5 venters + tell me about it

[20 Jul 2002|01:37pm]
schlenk666
[ mood | depressed ]

i still havent seen matt..i miss him...um...ive been really depressed lately..i dont really know y.....i just hate this fucking feeling..i dont want to be me no more...its just not fun....i feel like everybody is against me..and that no one really gives 2 shits about me and what happenes to me..w/ my fucking luck im right....everybody hates me...and if they love me i really dont understand it....i really dont deserve any of it...i deserve to be alone....im a bad fucking person....i lie to everyone about how i really feel...im shit....im nothing

2 venters + tell me about it

[18 Jul 2002|01:11pm]

lilaznffairy421
[ mood | pissed off ]

You know, no one's posted in here for over 2 months...I was hoping this community could possibly come back to life.. ;_; *sigh* I have something new to vent about: friends who use you.
A bunch of people are falling for my brother. Newest victim? My friend. She's always coming over now these days to see him. Her excuse is the fact that I'm his sister and I'm here and she knows me. Same with the guy that lives close to me. She goes over to his house more often now too. And of course, any chance she gets, she walks over to my house to see him.

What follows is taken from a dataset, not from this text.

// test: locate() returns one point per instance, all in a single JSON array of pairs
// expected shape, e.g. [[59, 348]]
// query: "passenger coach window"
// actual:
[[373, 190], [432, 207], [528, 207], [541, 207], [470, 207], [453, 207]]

It really annoys me to have a friend who, as far as I can see, [it certainly feels this way] is only using me so she can get closer to my brother. She asks me questions over and over again these days about him. I wouldn't mind as much, but she knows the answers to the questions already, so why does she bother asking them?

And of course, there's the fact that she never listens anymore. Not that she ever did. But now, anything I say, she responds with an "uh-huh" or "mmhmm" and followed by something like "your brother's sooooo cute!" If I say anything involving my brother, she listens. That's the only time she will. Everything else I say is completely ignored. She complains about how she'll never have a chance with him and how much her life sucks. It does not suck.